Spring + Rhymes With Orange
It was 68 degrees and sunny in Pittsburgh today! And the sun came out! I wore flip-flops on my ugly feet to celebrate! Because it's spring! Yay!
Smelling the Spring-Is-Here pheramone in the air, our local college chix immediately stripped and began prancing naked in the streets. This would be fine, were it not for the fact that all these girls are orange. Bad fake-tanning orange. Ryan Seacrest with boobs and a tube top orange.
I know nobody wants legs resembling pre-cooked turkey drumsticks under that fluttery new skirt. I know fake tanning helps delay those pesky melanomas and (gasp) wrinkles. But it's not worth it! Your orangeness is causing car accidents and blinding little old ladies. Migrating birds are being driven off course by the unearthly glow emitted by your skin.
It's OK to go out and frolic without that stuff. Really.

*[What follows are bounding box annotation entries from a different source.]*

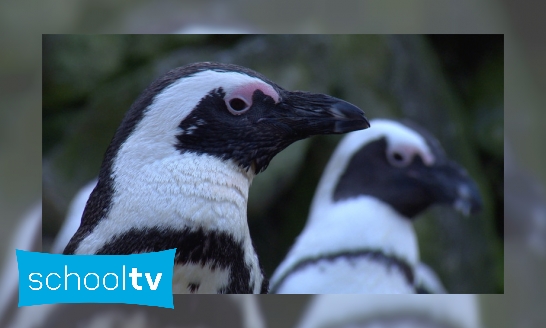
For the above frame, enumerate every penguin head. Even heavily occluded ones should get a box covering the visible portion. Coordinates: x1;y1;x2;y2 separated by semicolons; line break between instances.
314;119;481;219
107;62;369;174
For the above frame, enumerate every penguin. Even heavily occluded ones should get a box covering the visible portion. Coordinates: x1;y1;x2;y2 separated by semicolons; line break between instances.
63;62;369;293
271;119;481;294
296;294;482;328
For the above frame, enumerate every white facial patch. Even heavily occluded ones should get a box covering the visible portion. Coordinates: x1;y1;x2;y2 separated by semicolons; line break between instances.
73;71;272;254
310;119;436;221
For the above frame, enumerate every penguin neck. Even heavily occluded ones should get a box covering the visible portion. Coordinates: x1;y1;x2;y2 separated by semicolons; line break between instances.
78;152;254;254
302;195;419;265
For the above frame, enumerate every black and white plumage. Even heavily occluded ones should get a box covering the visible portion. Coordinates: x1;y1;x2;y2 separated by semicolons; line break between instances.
296;295;481;328
271;119;481;294
64;63;369;293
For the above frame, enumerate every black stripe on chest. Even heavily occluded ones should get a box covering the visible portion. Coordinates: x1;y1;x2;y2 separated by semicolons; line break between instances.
271;249;415;293
96;228;253;294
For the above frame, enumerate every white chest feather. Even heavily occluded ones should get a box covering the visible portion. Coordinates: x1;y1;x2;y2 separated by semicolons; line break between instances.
76;152;252;254
271;196;419;293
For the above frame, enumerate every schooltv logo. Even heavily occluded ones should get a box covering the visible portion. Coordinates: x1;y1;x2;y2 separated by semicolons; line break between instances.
16;249;176;309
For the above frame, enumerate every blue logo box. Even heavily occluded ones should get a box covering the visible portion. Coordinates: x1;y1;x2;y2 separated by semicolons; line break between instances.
16;249;176;309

Now, before you freak, please note the following fake tan facts:
1.) If you're living in a cold, un-sunny place, a natural tan ain't happening.
2.) If you get an UN-natural tan in the aforementioned cold place, you don't look 'healthy' or like you've 'been vacationing in South Beach'. You look orange.
3.) ALL fake tans make you look orange.
4.) Yes. Even the one you use.
5.) Yep, the one your friend recommended, too. It does puddle up on your knees and it is streaky.
6.) Uh-huh, everyone CAN tell that it's fake.
Put the bottles down people! Go forth in your natural, blinding glory and cavort! Give those college girls a run for their money! Do it for Spring!
Posted by Spurious Nurse at 3/30/2005 09:03:00 PM
12 Comments
Okay, first off, I TOTALLY agree with you on the disturbing sloth-like appearance of Vince Vaughn. I knew he looked like SOMETHING, I just couldn't figure out what. Thank you.
Anywho, I also went out today, got ice cream, and I had pretty toes for my flip flops because I got a free pedicure last weekend a la my best friend's birthday, although I usually rebel and go polishless. My punishment was a splotchy sunburn. Hopefully I can go back to my usual crackerlike shade soon; red hurts.
Amen, sistah!
Y'all are ORANGE! Why pay for skin cancer when you can wait a few weeks and get it for free??
Mentioning turkey and tans together makes me think of the Seinfeld episode where Kramer bastes himself in butter to tan and appeared in a hallucination as a Thanksgiving turkey.
Sign me
Proud to Be Pasty
Mentioning turkey and tans together makes me think of the Seinfeld episode where Kramer bastes himself in butter to tan and appeared in a hallucination as a Thanksgiving turkey.
Sign me
Proud to Be Pasty
Fake tans suck ass. No matter how hard you try, you have darker spots, streaky spots, light spots. Whats the point?
Oh well.
lawbrat
I adore 3 and 4. How many times a friend will say: but this fake-tanner was expensive - it doesn't turn you orange.
Then a tangerine in a tube top shows up at your door. Whoa!
( gotta talk fruit on this blog..)
I cannot tell a lie, here anyway, I got to a tanning bed for 2 months before summer. But I don't do it to get so fucking dark that I look like a catcher's mit. Just to get a good base tan. We live in Texas, so the sun is brutal if you don't have a base tan.
Nice snausages BTW!
nice toesies!! I'm with schmidt - I have to tan in the bed 2 months before summer as well - I use the opportunity at lunch to take a nap in a bed. pretty sure it's not that great for me, but at least I won't look all scary and ghost-like as I do today!!!!! totally agree with you on the self-tanner bit though!!!!
Don't they know it just makes them look like they have jaundice? Nobody wants to get busy with a girl with jaundice.
How I agree. I will never ever use those icky creams, splashes, dips, and dollops. I'm thinking I might invest in a tanning place before I head off to a glorious vacation this summer since I haven't had opportunity to get sun in... uh... three years? Yeah, I'm paler than pale. Most people think I'm a total burner as a result. I'm not. Got Italian blood in me somewhere. I'm horribly jealous of those who do the tanning salon thing normally. Not to the point of looking like burnt toast, but the ones who do it just enough to stay healthy looking. A girl at my office does that and I hate her. She's also tall, thin, and looks like a model. Did I mention I hate her?
Goddamn, my feet are ugly.
hey now, if we are going to be proud of the white legs, we gotta be proud of the ugly toes too. my mom makes fun of my toes but i wear my sandles all summer long anyway. flaunt the piggies!
as for the blinding people with the orange... i'm afraid my glowing white legs have the same affect. but, being blond, fair & of scandinavian descent, ain't much i can do about it. so, i wear shorts & skirts and say "damn you tanned people! damn you all to hell!"